I’d never known any other place. The 13th floor of Tower 7 was my home. Yesterday I realized it was a prison, too. Granted, maybe I should have suspected something. The two-hundred-year-old marble skyscraper had many dark sides and I knew most of them. There were 39 floors, and on almost every one was an abomination. I was an abomination. I had read many books and this was clear to me. However, this place was still my home. Home: a. One’s place of residence. Yes, it was my home.

They gave me all the 3D movies I could watch, but it was books that did it for me. A year ago, they gave me an e-reader packed with 700,000 books of all kinds. When it came to information, I had access to everything I wanted. That was part of their research.

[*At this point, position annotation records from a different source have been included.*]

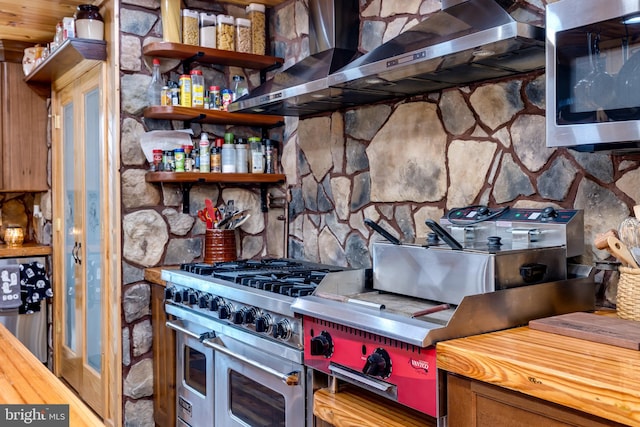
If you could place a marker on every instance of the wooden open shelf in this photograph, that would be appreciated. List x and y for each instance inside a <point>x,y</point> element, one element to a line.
<point>206,55</point>
<point>216,117</point>
<point>215,177</point>
<point>65,57</point>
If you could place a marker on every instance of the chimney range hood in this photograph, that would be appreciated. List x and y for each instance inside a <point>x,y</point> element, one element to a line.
<point>467,41</point>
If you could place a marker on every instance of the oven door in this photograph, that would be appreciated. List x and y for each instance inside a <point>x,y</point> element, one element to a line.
<point>256,388</point>
<point>195,370</point>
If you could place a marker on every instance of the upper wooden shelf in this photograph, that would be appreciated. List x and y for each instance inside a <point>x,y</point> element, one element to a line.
<point>217,117</point>
<point>213,177</point>
<point>67,56</point>
<point>211,56</point>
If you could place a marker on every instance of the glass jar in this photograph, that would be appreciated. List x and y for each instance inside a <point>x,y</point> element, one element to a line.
<point>243,35</point>
<point>89,22</point>
<point>256,14</point>
<point>207,30</point>
<point>225,38</point>
<point>190,27</point>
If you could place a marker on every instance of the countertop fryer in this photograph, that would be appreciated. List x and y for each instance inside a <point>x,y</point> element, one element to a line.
<point>486,270</point>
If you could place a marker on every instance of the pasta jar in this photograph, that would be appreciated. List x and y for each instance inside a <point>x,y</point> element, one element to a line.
<point>190,27</point>
<point>256,14</point>
<point>197,89</point>
<point>225,38</point>
<point>207,30</point>
<point>243,35</point>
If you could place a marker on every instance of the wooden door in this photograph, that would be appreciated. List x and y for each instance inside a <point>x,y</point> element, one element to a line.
<point>78,241</point>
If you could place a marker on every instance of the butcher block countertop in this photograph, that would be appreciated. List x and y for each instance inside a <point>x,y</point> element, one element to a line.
<point>25,380</point>
<point>598,379</point>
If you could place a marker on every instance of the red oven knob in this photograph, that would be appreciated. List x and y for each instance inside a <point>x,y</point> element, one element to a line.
<point>378,364</point>
<point>321,345</point>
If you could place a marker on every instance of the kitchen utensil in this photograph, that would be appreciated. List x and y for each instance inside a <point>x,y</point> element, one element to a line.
<point>384,233</point>
<point>442,233</point>
<point>620,251</point>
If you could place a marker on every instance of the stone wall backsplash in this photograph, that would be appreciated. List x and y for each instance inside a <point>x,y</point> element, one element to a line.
<point>397,163</point>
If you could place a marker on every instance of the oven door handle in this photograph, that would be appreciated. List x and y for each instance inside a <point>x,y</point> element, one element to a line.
<point>290,379</point>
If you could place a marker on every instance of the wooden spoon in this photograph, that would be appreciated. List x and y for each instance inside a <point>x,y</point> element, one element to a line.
<point>620,251</point>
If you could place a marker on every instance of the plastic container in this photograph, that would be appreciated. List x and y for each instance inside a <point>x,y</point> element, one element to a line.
<point>257,158</point>
<point>207,29</point>
<point>205,160</point>
<point>228,154</point>
<point>240,87</point>
<point>243,35</point>
<point>242,156</point>
<point>225,35</point>
<point>197,89</point>
<point>256,14</point>
<point>190,27</point>
<point>185,90</point>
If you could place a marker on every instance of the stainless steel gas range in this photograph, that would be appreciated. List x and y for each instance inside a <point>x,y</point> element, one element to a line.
<point>239,345</point>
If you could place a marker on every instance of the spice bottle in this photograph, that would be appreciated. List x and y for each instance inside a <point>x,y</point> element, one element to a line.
<point>190,27</point>
<point>256,14</point>
<point>205,160</point>
<point>257,158</point>
<point>197,89</point>
<point>242,163</point>
<point>207,29</point>
<point>243,35</point>
<point>225,37</point>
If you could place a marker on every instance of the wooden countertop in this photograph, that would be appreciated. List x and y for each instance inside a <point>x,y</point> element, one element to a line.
<point>25,380</point>
<point>27,249</point>
<point>598,379</point>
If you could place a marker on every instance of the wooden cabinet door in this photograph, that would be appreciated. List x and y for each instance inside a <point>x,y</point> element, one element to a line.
<point>23,144</point>
<point>79,238</point>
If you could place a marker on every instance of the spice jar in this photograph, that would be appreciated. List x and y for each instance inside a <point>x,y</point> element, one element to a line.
<point>207,30</point>
<point>89,22</point>
<point>256,14</point>
<point>225,38</point>
<point>190,28</point>
<point>243,35</point>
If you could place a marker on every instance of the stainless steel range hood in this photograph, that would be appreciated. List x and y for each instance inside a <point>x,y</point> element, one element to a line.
<point>333,43</point>
<point>467,41</point>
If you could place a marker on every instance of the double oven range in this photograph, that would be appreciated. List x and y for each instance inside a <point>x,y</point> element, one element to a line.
<point>239,345</point>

Research. This was what happened in Tower 7. There were similar towers around the world but Tower 7 was my home, so this one was the one I studied. I had several classified books on Tower 7. One discussed each floor and some of the types of abominations found on them. I’d listened to audios of the spiritual tellings of long dead African and Native American shamans, sorcerers and wizards. I’d read the Torah, the Bible, and the Koran. I studied The Buddha and meditated until I saw Krishna. And I read countless books on the sciences of the world. Carrying all this in my head, I understood abomination. I understood the purpose of Tower 7. Until yesterday.

In Tower 7, there was “transformative” genetic engineering, the in-vitro fertilization of organic robots, “rejuvenation” surgery on the ancient near-dead, the creation of weaponized weeds, the insertion and attaching of both mechanical and cybernetic parts to human bodies. There were people created in Tower 7, some were deformed, some were mentally ill, some were just plain dangerous, and none were flawless. Yes, some of us were dangerous. I was dangerous.

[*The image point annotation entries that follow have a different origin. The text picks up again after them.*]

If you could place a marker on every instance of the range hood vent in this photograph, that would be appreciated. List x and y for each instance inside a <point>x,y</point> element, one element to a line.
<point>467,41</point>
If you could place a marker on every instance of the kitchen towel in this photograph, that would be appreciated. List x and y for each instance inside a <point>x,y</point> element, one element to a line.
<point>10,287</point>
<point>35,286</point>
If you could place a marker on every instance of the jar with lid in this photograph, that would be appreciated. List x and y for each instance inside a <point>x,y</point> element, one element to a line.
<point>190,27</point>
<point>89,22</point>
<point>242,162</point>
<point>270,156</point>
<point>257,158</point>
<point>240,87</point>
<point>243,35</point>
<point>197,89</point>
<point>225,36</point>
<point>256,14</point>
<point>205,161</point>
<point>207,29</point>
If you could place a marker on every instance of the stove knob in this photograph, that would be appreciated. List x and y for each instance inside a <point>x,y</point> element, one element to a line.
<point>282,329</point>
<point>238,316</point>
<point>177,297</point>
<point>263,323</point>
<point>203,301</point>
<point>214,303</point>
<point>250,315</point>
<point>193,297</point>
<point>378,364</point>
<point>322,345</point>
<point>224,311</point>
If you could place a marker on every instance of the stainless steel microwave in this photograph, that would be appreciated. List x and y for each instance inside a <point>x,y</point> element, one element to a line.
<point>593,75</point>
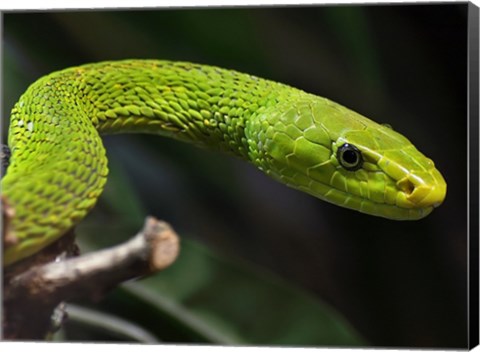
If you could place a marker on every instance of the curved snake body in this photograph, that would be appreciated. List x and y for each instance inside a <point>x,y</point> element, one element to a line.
<point>58,164</point>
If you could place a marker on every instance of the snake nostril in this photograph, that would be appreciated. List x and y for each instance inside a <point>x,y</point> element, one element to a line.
<point>406,186</point>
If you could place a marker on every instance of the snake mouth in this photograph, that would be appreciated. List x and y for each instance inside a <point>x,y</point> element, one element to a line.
<point>420,193</point>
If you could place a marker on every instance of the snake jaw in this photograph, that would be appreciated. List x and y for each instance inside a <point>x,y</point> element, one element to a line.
<point>426,194</point>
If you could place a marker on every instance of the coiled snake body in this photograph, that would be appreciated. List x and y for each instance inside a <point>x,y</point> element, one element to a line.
<point>58,164</point>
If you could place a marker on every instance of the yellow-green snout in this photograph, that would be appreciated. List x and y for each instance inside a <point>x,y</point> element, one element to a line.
<point>299,146</point>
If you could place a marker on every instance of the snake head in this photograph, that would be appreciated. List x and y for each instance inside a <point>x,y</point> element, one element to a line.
<point>335,154</point>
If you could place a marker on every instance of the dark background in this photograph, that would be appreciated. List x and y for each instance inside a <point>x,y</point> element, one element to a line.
<point>397,283</point>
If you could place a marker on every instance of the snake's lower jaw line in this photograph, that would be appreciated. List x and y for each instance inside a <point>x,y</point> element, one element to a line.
<point>424,196</point>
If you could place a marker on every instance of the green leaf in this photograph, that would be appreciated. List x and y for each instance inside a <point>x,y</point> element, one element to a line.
<point>220,300</point>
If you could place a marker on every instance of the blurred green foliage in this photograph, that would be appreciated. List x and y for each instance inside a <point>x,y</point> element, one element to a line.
<point>263,264</point>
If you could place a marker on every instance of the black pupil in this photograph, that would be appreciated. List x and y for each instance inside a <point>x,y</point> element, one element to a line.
<point>350,156</point>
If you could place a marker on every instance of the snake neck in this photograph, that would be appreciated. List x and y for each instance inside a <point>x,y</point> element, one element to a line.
<point>204,105</point>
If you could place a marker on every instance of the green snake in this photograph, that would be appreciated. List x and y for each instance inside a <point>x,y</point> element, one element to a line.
<point>58,165</point>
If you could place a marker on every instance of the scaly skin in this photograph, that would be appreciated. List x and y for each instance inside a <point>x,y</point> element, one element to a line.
<point>58,165</point>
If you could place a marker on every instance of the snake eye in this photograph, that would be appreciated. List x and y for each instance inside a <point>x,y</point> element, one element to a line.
<point>349,157</point>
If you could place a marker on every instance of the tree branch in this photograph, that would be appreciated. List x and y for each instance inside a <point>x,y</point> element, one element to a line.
<point>30,296</point>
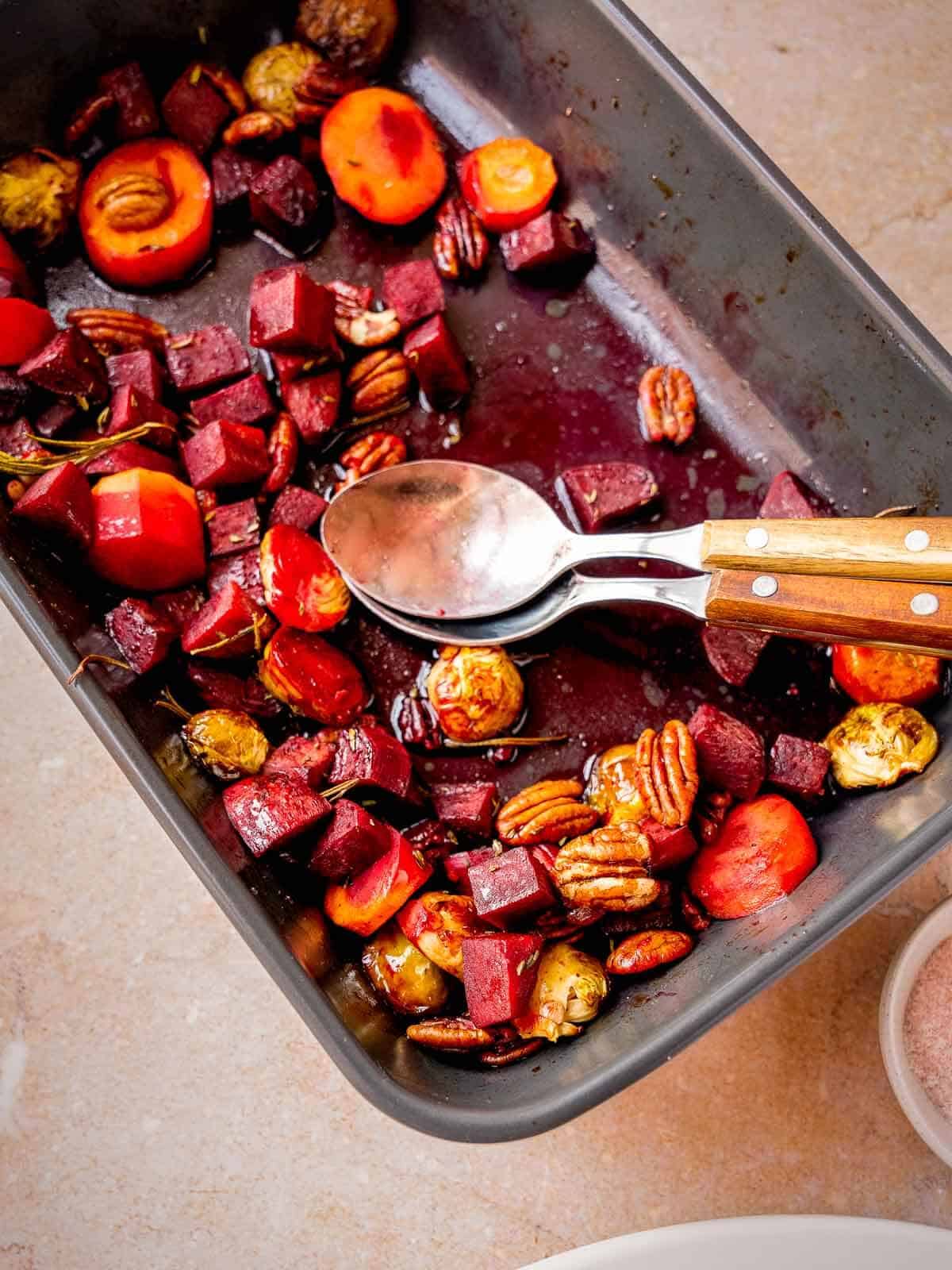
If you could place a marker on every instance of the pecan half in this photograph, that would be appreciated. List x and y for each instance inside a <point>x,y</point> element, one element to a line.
<point>114,330</point>
<point>460,245</point>
<point>668,404</point>
<point>607,868</point>
<point>452,1034</point>
<point>380,383</point>
<point>135,201</point>
<point>666,772</point>
<point>546,812</point>
<point>647,950</point>
<point>370,454</point>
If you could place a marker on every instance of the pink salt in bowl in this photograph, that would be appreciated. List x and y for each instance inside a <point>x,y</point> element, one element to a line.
<point>932,1053</point>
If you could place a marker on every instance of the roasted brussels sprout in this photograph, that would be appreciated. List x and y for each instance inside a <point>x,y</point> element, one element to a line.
<point>38,197</point>
<point>478,692</point>
<point>879,743</point>
<point>570,987</point>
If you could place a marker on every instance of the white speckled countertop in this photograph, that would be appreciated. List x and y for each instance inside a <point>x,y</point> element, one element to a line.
<point>160,1103</point>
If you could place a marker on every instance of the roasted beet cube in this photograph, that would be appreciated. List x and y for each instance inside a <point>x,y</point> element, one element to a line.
<point>206,357</point>
<point>244,568</point>
<point>351,842</point>
<point>179,606</point>
<point>245,402</point>
<point>368,753</point>
<point>194,112</point>
<point>605,493</point>
<point>308,757</point>
<point>799,766</point>
<point>234,527</point>
<point>136,114</point>
<point>232,175</point>
<point>60,501</point>
<point>546,243</point>
<point>467,806</point>
<point>130,408</point>
<point>730,756</point>
<point>670,848</point>
<point>287,203</point>
<point>511,887</point>
<point>437,361</point>
<point>314,404</point>
<point>298,507</point>
<point>67,366</point>
<point>228,691</point>
<point>139,368</point>
<point>225,454</point>
<point>271,810</point>
<point>499,975</point>
<point>734,652</point>
<point>131,454</point>
<point>141,633</point>
<point>790,499</point>
<point>414,291</point>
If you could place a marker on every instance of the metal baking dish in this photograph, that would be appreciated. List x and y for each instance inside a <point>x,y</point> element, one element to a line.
<point>801,356</point>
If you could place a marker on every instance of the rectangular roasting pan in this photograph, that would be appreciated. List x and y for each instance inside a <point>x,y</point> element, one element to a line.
<point>803,360</point>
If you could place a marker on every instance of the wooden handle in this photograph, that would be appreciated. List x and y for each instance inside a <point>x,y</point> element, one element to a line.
<point>846,611</point>
<point>916,549</point>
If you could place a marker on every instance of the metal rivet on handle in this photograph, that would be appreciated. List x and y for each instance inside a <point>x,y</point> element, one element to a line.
<point>924,605</point>
<point>918,540</point>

Then there was the tower’s lobby on the ground floor that projected a different picture. I’d never been down there but my books described it as an earthly wonderland, full of creeping vines covering the walls and small trees growing from artistically crafted holes in the floor. In the center was the main attraction. Here grew the thing that brought people from all over the world to see the Tower 7 Lobby (only the lobby; there were no tours of the rest of the building).

A hundred years ago, one of the landscapers planted a tree in the lobby’s center. On a lark, some scientists from the 9th floor emptied an experimental solution into the tree’s pot of soil. The substance was for enhancing and speeding up arboreal growth. The tree grew and grew. In a place where people thought like normal human beings, they would have uprooted the amazing tree and placed it outdoors.

However, this was Tower 7 where boundaries were both contained and pushed. When the tree began touching the lobby’s high ceiling in a matter of weeks, they constructed a large hole so that it could grow through the second floor. They did the same for the third, fourth, fifth. The great tree has since earned the name of “The Backbone” because it grew through all 39 of Tower 7′s floors.